Eritrea covers an area of 117,760 km2 and has a coastline of over 1,000 km. It is situated in the Horn of Africa, neighbouring Sudan, Ethiopia and Djibouti and bordered to the East with the
Red Sea . The total cultivable area is estimated to be around 1.6 million ha. The total cultivated area was 503,000 ha in 2002, of which 500,000 ha arable land and 3,000 ha permanent crops. Most of the country consists of savannah, steppes and desert, particularly in the south-western lowlands and in the east near the
Red Sea. The highlands, where altitudes range between 1,500 and 2,000 m, are among the oldest areas cultivated by humans and they show signs of overuse. Administratively, Eritrea is divided into six Zobas (Provinces). Six different major agro-ecological zones can be distinguished, with crop production being concentrated on the moist highlands and the lowlands.

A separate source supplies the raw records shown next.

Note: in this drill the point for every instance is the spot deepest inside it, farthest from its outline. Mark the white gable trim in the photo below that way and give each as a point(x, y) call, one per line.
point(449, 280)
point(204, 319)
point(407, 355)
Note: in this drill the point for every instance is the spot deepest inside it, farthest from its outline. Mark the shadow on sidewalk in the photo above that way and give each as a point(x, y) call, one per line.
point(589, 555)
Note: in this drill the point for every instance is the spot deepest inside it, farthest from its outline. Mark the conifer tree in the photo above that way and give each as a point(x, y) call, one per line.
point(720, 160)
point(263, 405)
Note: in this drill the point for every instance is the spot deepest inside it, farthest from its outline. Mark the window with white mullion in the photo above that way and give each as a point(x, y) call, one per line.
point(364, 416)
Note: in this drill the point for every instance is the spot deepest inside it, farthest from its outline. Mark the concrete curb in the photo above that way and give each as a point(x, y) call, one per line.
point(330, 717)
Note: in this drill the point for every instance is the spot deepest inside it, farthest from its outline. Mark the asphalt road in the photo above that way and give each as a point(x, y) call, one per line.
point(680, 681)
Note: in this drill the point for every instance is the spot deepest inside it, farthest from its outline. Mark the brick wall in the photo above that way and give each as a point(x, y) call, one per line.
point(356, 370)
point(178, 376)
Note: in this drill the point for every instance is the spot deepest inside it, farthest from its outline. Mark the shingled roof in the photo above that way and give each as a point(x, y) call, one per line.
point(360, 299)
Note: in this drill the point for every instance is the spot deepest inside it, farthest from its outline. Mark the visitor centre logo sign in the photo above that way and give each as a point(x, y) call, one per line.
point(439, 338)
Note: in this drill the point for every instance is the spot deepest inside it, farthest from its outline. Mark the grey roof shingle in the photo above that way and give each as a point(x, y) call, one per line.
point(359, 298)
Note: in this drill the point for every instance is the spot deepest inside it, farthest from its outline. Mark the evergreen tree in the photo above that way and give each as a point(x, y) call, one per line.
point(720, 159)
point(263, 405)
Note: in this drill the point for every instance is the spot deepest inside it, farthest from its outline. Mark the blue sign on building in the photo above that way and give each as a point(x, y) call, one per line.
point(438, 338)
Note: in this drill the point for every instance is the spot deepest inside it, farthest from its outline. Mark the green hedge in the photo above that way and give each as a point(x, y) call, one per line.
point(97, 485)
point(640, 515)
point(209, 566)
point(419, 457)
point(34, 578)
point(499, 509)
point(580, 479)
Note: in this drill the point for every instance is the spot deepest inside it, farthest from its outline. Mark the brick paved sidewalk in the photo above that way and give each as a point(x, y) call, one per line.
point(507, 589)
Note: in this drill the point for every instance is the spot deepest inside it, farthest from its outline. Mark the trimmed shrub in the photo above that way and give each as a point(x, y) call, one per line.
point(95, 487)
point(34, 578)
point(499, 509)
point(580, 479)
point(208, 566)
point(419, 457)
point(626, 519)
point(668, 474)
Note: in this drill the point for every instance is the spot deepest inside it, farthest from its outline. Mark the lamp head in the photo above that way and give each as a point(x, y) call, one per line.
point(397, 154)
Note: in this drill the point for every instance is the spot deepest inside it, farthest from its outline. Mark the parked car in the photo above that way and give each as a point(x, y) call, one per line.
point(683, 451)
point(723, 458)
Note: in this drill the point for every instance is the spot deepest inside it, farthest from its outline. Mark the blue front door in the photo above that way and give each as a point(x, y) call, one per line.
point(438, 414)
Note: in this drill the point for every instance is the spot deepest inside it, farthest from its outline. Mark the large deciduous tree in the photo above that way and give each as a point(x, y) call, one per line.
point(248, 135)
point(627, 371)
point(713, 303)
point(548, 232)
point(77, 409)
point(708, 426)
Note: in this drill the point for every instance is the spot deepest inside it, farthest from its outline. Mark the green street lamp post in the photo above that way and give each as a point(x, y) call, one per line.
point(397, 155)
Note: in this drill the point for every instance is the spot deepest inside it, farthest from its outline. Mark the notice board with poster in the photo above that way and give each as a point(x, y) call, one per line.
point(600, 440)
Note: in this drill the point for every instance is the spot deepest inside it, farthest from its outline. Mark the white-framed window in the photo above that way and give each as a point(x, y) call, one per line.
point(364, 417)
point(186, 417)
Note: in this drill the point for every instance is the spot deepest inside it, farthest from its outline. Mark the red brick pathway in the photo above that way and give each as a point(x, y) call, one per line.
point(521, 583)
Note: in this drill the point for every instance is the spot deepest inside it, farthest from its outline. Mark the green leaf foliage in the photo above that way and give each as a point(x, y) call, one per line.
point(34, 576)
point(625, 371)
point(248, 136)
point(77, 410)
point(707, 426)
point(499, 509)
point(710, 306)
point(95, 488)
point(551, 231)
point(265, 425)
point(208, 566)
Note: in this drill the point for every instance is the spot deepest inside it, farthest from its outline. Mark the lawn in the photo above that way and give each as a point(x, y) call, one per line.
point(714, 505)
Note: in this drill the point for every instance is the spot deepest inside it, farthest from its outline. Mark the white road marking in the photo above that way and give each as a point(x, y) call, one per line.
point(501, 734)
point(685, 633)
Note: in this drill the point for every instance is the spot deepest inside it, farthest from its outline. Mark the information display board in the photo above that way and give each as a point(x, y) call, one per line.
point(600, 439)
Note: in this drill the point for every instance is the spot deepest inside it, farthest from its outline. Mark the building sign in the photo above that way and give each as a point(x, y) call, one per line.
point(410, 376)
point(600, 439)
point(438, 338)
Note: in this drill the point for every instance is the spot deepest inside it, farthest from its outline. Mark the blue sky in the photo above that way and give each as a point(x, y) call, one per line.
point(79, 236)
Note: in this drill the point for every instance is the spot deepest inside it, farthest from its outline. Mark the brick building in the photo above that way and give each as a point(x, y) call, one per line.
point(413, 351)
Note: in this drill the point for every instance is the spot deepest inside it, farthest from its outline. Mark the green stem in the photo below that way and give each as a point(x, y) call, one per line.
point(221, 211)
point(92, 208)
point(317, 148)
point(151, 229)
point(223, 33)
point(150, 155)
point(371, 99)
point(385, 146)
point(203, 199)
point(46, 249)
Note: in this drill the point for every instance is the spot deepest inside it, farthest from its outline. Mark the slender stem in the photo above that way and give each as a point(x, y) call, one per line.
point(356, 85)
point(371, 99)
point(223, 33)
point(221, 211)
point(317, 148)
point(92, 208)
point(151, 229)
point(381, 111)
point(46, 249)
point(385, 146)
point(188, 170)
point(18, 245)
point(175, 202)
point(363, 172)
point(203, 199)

Eritrea is located in the Sahelian rainfall zone, with rainfall provided by the south-western monsoons. Climate ranges from hot and arid near the
Red Sea to temperate sub-humid in the eastern highlands. Average annual rainfall is about 380 mm, varying from less than 50 mm to over 1,000 mm. Over 90% of the total area receives less than 450 mm and only 1% receives more than 650 mm of annual rainfall. Rainfall in is torrential, of high intensity, short duration, and varies greatly from year to year. The rainy season for the highlands and western region extends from June to September. Due to the topographically ragged nature of the highlands, thin soil formations and a completely deforested terrain, most of the runoff turns into violent flash floods. Mean temperature varies between the agro-ecological zones, ranging from 18°C in the highlands to 35°C in the lowlands. Annual evapotranspiration rates range from 1 900 mm in the northern Red Sea coastal basin and plains, 1,700 – 2,000 mm in the northern highlands, and 8,000 mm in the Gash-Barka basin.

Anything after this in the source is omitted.